Geodesy is concerned with measuring and mapping the shape of the Earth's surface, to the benefit of all branches of Earth sciences and has many practical applications. Although surveying techniques go back thousands of years, it traditionally involves taking very precise three-dimensional positioning of points. It is the means by which the surface of the Earth is mapped and is also essential in the field of engineering and construction.
Accurate surveying relies on knowledge of the Earth's gravity field, which defines the horizontal. However, as a result of a number of factors, such as the fact that mountains and ocean trenches make the surface of the planet uneven and materials within the Earth's interior are not uniformly distributed, the force of gravity actually varies slightly from place to place on the surface of the Earth.
Due for launch in early 2008, ESA's gravity mission GOCE (Gravity field and steady-state Ocean Circulation Explorer) will provide an extremely accurate and unique picture of the Earth's gravity field and geoid. The geoid – which is defined by the Earth's gravity field – is a surface of equal gravitational potential and serves as a reference point from which to map all topographical features on the planet. GOCE will provide a model of the geoid with unprecedented accuracy and will not only be of importance in the field of geodesy, but will also lead to new insights into ocean circulation, climate change, sea-level rise, earthquakes and volcanism.
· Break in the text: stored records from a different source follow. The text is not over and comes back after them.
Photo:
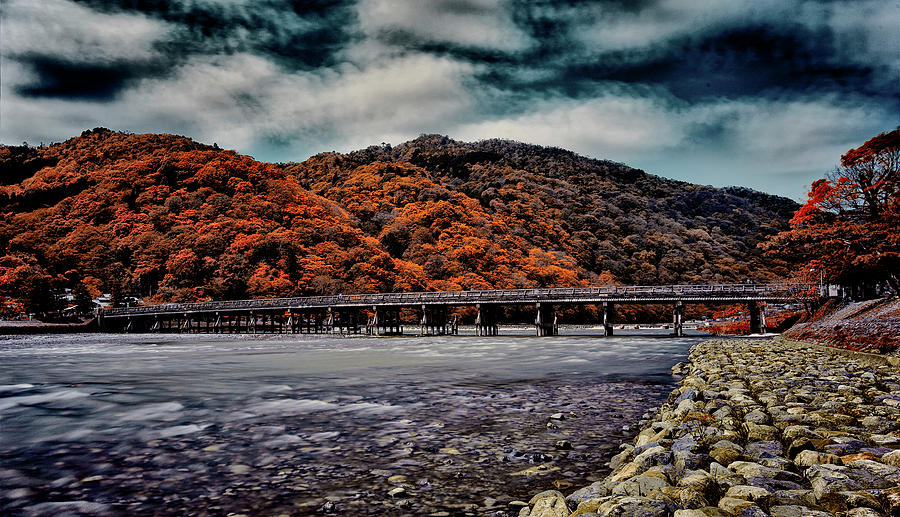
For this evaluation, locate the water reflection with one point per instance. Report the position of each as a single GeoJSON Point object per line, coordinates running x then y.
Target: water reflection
{"type": "Point", "coordinates": [149, 424]}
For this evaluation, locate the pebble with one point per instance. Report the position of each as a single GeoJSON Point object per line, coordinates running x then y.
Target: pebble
{"type": "Point", "coordinates": [757, 428]}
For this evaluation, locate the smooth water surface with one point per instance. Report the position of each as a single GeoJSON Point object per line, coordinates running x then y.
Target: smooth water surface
{"type": "Point", "coordinates": [309, 425]}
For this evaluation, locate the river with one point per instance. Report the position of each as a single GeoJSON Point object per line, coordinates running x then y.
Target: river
{"type": "Point", "coordinates": [105, 424]}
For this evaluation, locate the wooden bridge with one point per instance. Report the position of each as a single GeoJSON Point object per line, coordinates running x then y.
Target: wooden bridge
{"type": "Point", "coordinates": [379, 314]}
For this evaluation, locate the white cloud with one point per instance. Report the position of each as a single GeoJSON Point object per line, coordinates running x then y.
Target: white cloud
{"type": "Point", "coordinates": [482, 24]}
{"type": "Point", "coordinates": [239, 100]}
{"type": "Point", "coordinates": [64, 30]}
{"type": "Point", "coordinates": [778, 146]}
{"type": "Point", "coordinates": [864, 31]}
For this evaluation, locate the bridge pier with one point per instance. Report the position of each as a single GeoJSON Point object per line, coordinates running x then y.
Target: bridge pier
{"type": "Point", "coordinates": [486, 321]}
{"type": "Point", "coordinates": [757, 318]}
{"type": "Point", "coordinates": [545, 323]}
{"type": "Point", "coordinates": [608, 314]}
{"type": "Point", "coordinates": [677, 317]}
{"type": "Point", "coordinates": [385, 322]}
{"type": "Point", "coordinates": [434, 320]}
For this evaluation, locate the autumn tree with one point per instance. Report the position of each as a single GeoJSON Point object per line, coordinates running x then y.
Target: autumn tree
{"type": "Point", "coordinates": [847, 229]}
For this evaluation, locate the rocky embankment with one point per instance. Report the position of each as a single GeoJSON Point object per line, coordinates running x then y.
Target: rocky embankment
{"type": "Point", "coordinates": [870, 326]}
{"type": "Point", "coordinates": [757, 428]}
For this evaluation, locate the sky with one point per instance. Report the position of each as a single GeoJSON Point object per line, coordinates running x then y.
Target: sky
{"type": "Point", "coordinates": [766, 94]}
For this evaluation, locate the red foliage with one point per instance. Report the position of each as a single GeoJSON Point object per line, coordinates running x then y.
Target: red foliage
{"type": "Point", "coordinates": [847, 230]}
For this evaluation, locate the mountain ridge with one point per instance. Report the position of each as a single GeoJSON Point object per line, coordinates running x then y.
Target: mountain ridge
{"type": "Point", "coordinates": [166, 218]}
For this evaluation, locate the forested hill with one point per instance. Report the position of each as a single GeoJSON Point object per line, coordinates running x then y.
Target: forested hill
{"type": "Point", "coordinates": [163, 217]}
{"type": "Point", "coordinates": [613, 221]}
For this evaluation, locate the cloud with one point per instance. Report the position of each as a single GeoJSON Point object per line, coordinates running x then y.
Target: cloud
{"type": "Point", "coordinates": [480, 24]}
{"type": "Point", "coordinates": [775, 145]}
{"type": "Point", "coordinates": [244, 100]}
{"type": "Point", "coordinates": [862, 32]}
{"type": "Point", "coordinates": [67, 31]}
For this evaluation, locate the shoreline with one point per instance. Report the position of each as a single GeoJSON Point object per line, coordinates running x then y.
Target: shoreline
{"type": "Point", "coordinates": [768, 427]}
{"type": "Point", "coordinates": [28, 328]}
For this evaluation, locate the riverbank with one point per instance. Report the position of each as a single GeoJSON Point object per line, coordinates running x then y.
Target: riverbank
{"type": "Point", "coordinates": [34, 327]}
{"type": "Point", "coordinates": [757, 428]}
{"type": "Point", "coordinates": [870, 326]}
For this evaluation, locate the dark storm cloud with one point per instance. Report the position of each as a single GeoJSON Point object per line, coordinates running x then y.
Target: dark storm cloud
{"type": "Point", "coordinates": [700, 90]}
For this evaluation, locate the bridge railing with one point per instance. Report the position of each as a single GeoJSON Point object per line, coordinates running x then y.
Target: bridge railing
{"type": "Point", "coordinates": [470, 297]}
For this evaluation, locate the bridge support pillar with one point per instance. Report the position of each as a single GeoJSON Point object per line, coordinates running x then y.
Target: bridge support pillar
{"type": "Point", "coordinates": [386, 321]}
{"type": "Point", "coordinates": [677, 317]}
{"type": "Point", "coordinates": [608, 315]}
{"type": "Point", "coordinates": [545, 321]}
{"type": "Point", "coordinates": [757, 318]}
{"type": "Point", "coordinates": [434, 320]}
{"type": "Point", "coordinates": [486, 321]}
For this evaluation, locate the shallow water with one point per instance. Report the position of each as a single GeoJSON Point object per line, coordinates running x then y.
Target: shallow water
{"type": "Point", "coordinates": [300, 425]}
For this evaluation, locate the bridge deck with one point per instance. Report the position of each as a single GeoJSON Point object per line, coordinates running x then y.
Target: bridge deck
{"type": "Point", "coordinates": [714, 293]}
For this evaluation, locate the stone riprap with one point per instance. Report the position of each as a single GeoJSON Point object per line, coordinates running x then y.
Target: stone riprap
{"type": "Point", "coordinates": [757, 428]}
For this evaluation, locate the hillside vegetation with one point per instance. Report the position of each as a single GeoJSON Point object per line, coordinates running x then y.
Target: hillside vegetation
{"type": "Point", "coordinates": [164, 218]}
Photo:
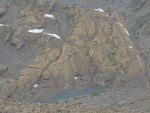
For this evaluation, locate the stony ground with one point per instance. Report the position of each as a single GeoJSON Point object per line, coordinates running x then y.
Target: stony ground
{"type": "Point", "coordinates": [12, 107]}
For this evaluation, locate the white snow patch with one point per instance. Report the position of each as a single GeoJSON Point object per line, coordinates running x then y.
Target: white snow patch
{"type": "Point", "coordinates": [130, 47]}
{"type": "Point", "coordinates": [124, 29]}
{"type": "Point", "coordinates": [49, 16]}
{"type": "Point", "coordinates": [3, 25]}
{"type": "Point", "coordinates": [75, 78]}
{"type": "Point", "coordinates": [53, 35]}
{"type": "Point", "coordinates": [35, 85]}
{"type": "Point", "coordinates": [99, 9]}
{"type": "Point", "coordinates": [36, 31]}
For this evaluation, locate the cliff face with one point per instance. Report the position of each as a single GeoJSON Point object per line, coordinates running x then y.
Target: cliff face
{"type": "Point", "coordinates": [68, 47]}
{"type": "Point", "coordinates": [137, 16]}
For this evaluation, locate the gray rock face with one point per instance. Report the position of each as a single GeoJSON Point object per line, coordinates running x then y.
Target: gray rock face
{"type": "Point", "coordinates": [3, 68]}
{"type": "Point", "coordinates": [93, 46]}
{"type": "Point", "coordinates": [137, 15]}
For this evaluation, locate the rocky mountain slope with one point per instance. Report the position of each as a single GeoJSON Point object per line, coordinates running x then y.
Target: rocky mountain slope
{"type": "Point", "coordinates": [47, 47]}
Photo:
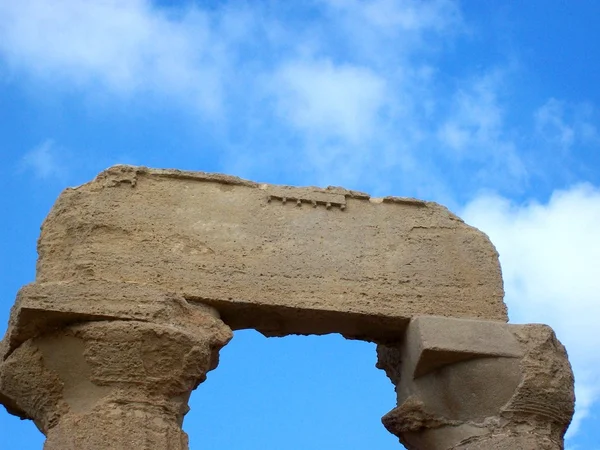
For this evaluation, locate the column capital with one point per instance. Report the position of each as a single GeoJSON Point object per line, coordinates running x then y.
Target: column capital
{"type": "Point", "coordinates": [119, 378]}
{"type": "Point", "coordinates": [470, 384]}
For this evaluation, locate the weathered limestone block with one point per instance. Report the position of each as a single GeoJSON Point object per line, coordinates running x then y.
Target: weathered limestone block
{"type": "Point", "coordinates": [478, 385]}
{"type": "Point", "coordinates": [121, 380]}
{"type": "Point", "coordinates": [277, 259]}
{"type": "Point", "coordinates": [142, 275]}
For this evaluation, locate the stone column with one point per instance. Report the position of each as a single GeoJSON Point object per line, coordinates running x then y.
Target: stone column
{"type": "Point", "coordinates": [112, 383]}
{"type": "Point", "coordinates": [478, 385]}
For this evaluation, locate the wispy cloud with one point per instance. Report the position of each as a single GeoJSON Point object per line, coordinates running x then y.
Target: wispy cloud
{"type": "Point", "coordinates": [125, 47]}
{"type": "Point", "coordinates": [549, 254]}
{"type": "Point", "coordinates": [332, 101]}
{"type": "Point", "coordinates": [564, 125]}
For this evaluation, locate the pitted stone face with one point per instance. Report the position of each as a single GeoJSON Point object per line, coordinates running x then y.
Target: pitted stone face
{"type": "Point", "coordinates": [278, 259]}
{"type": "Point", "coordinates": [469, 384]}
{"type": "Point", "coordinates": [143, 274]}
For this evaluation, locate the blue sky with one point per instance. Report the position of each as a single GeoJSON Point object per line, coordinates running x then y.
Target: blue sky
{"type": "Point", "coordinates": [491, 108]}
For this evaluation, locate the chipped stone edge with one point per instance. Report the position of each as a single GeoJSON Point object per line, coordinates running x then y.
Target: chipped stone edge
{"type": "Point", "coordinates": [124, 173]}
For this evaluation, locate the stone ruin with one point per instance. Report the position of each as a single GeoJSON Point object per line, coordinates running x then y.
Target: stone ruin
{"type": "Point", "coordinates": [143, 274]}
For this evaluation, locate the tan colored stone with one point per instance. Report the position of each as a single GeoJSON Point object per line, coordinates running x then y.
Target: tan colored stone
{"type": "Point", "coordinates": [117, 384]}
{"type": "Point", "coordinates": [511, 388]}
{"type": "Point", "coordinates": [143, 274]}
{"type": "Point", "coordinates": [278, 259]}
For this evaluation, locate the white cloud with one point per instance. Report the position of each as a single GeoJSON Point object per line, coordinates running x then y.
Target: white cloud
{"type": "Point", "coordinates": [563, 125]}
{"type": "Point", "coordinates": [550, 255]}
{"type": "Point", "coordinates": [339, 101]}
{"type": "Point", "coordinates": [44, 162]}
{"type": "Point", "coordinates": [125, 47]}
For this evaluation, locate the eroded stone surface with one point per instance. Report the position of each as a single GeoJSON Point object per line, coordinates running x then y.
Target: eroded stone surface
{"type": "Point", "coordinates": [118, 384]}
{"type": "Point", "coordinates": [278, 259]}
{"type": "Point", "coordinates": [511, 388]}
{"type": "Point", "coordinates": [143, 274]}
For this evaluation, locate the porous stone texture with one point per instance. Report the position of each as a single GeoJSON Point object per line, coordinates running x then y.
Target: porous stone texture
{"type": "Point", "coordinates": [274, 258]}
{"type": "Point", "coordinates": [113, 384]}
{"type": "Point", "coordinates": [143, 274]}
{"type": "Point", "coordinates": [478, 385]}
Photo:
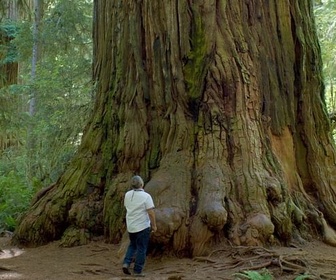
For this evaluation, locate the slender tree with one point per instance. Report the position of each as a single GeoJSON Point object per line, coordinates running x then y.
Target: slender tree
{"type": "Point", "coordinates": [219, 106]}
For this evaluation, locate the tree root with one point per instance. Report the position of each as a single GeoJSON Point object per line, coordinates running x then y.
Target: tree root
{"type": "Point", "coordinates": [255, 258]}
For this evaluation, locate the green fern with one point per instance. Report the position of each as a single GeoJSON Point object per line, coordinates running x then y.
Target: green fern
{"type": "Point", "coordinates": [255, 275]}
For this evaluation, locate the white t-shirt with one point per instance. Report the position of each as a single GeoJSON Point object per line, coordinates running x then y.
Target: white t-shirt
{"type": "Point", "coordinates": [137, 202]}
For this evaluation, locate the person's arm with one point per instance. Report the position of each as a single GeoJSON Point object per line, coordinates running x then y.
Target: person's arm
{"type": "Point", "coordinates": [151, 214]}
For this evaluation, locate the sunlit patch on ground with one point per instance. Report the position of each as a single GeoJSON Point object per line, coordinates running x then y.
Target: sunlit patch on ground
{"type": "Point", "coordinates": [10, 275]}
{"type": "Point", "coordinates": [10, 253]}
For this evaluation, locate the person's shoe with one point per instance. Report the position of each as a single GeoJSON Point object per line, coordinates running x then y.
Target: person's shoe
{"type": "Point", "coordinates": [138, 274]}
{"type": "Point", "coordinates": [126, 269]}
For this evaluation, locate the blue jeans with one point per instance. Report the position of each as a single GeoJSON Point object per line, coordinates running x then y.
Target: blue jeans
{"type": "Point", "coordinates": [138, 249]}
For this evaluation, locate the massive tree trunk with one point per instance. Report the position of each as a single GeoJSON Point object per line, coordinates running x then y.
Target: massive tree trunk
{"type": "Point", "coordinates": [219, 106]}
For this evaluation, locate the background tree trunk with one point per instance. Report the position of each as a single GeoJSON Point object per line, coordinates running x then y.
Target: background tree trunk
{"type": "Point", "coordinates": [219, 106]}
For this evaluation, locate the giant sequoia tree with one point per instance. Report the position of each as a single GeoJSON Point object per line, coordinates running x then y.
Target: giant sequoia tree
{"type": "Point", "coordinates": [219, 106]}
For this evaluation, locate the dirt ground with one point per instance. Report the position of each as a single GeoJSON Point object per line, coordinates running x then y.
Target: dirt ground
{"type": "Point", "coordinates": [99, 261]}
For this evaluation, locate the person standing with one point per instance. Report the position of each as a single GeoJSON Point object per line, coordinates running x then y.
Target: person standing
{"type": "Point", "coordinates": [140, 221]}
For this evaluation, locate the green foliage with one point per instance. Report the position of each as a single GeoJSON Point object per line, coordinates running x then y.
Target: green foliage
{"type": "Point", "coordinates": [264, 274]}
{"type": "Point", "coordinates": [14, 199]}
{"type": "Point", "coordinates": [255, 275]}
{"type": "Point", "coordinates": [8, 31]}
{"type": "Point", "coordinates": [325, 15]}
{"type": "Point", "coordinates": [63, 90]}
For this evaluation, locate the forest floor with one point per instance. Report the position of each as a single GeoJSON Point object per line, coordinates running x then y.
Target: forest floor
{"type": "Point", "coordinates": [101, 261]}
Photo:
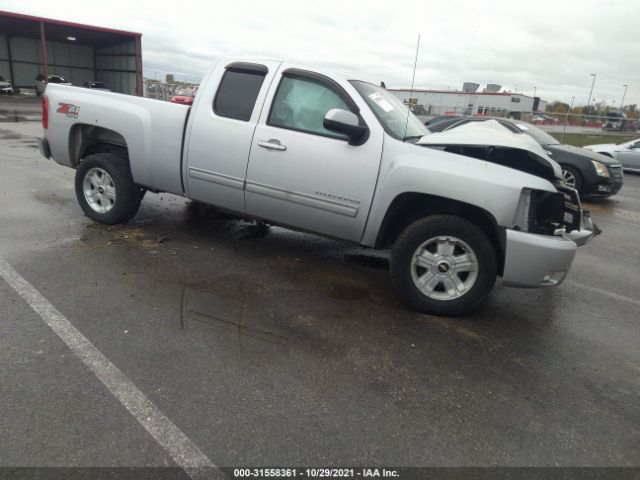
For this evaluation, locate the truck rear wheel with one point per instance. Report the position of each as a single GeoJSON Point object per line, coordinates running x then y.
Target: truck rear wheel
{"type": "Point", "coordinates": [105, 189]}
{"type": "Point", "coordinates": [443, 265]}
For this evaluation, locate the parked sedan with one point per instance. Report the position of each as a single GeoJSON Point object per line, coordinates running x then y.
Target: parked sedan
{"type": "Point", "coordinates": [185, 97]}
{"type": "Point", "coordinates": [628, 154]}
{"type": "Point", "coordinates": [96, 86]}
{"type": "Point", "coordinates": [592, 174]}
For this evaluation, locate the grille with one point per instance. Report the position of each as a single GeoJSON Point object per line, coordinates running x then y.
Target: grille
{"type": "Point", "coordinates": [616, 172]}
{"type": "Point", "coordinates": [571, 213]}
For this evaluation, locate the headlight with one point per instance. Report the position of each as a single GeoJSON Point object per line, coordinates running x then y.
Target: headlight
{"type": "Point", "coordinates": [601, 169]}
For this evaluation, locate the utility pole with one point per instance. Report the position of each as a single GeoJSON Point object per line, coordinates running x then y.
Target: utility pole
{"type": "Point", "coordinates": [623, 95]}
{"type": "Point", "coordinates": [591, 91]}
{"type": "Point", "coordinates": [564, 129]}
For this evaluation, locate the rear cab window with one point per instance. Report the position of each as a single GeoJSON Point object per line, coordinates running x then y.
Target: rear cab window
{"type": "Point", "coordinates": [238, 90]}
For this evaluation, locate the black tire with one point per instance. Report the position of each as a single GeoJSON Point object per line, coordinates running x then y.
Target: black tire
{"type": "Point", "coordinates": [576, 174]}
{"type": "Point", "coordinates": [127, 194]}
{"type": "Point", "coordinates": [421, 231]}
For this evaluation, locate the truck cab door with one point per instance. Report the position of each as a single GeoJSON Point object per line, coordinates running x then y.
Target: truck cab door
{"type": "Point", "coordinates": [301, 174]}
{"type": "Point", "coordinates": [222, 127]}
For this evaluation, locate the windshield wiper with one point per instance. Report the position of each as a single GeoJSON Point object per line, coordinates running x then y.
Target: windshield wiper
{"type": "Point", "coordinates": [412, 137]}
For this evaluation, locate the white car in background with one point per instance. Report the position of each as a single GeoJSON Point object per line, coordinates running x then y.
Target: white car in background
{"type": "Point", "coordinates": [41, 82]}
{"type": "Point", "coordinates": [628, 154]}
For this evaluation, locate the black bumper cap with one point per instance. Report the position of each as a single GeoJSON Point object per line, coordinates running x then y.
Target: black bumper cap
{"type": "Point", "coordinates": [43, 146]}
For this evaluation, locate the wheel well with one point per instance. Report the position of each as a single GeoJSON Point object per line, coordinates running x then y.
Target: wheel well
{"type": "Point", "coordinates": [409, 207]}
{"type": "Point", "coordinates": [87, 139]}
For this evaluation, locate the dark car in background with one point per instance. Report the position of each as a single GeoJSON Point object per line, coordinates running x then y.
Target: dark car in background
{"type": "Point", "coordinates": [184, 97]}
{"type": "Point", "coordinates": [590, 173]}
{"type": "Point", "coordinates": [618, 122]}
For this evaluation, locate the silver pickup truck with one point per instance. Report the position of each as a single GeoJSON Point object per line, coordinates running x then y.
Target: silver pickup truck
{"type": "Point", "coordinates": [320, 151]}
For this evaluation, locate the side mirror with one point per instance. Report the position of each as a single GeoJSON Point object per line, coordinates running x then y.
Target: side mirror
{"type": "Point", "coordinates": [348, 123]}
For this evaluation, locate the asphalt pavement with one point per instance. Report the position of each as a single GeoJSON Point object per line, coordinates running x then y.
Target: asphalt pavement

Starting in Beijing, and travelling through central China to Lhasa then on to the Tibetan Plateau and ending in Shanghai, the Geodetic Journey, which is supported by ESA, will document methods of ancient surveying through to modern Earth observation. The team, made up of experts from the Norwegian Mapping and Cadastre Authority and the Chinese State Bureau of Surveying and Mapping, will promote science and technology focusing on past and present achievements within surveying and mapping, geodesy and applications to climate-change research, geo-hazards and the water cycle.
Over the last 10 years an improved knowledge of the geoid has revolutionised height determination on land by GPS satellites. However, there remain discrepancies - as in the example of Mount Everest where the official height in 1999 was stated as 8850 m, but the Chinese official survey in 2005 stated it as being 8844.43 m. Although this discrepancy may not seem huge when referring to the highest point on Earth, a global unified height system would iron out the main errors so that mountain ranges on one continent could be accurately measured against those on the other side of the world. Given the harsh and remote environments of many of the Earth's large mountain ranges such as the Himalayas or the Andes, an accurate map of the gravity field acquired from space will contribute significantly to geodesy and surveying.
"Measuring our planet's peaks using a standardised reference will help us better understand the Earth. GOCE will result in an improved accuracy of the geoid and will facilitate the establishment of a unified global height system so that heights of the highest mountains in the world can be directly compared", said Bente Lilja Bye, Research Director from the Norwegian Mapping and Cadastre Authority. "Another benefit will be an improvement in our capabilities to predict the behaviour of the Earth, and hence provide information needed to help mitigate disasters and economically damaging events."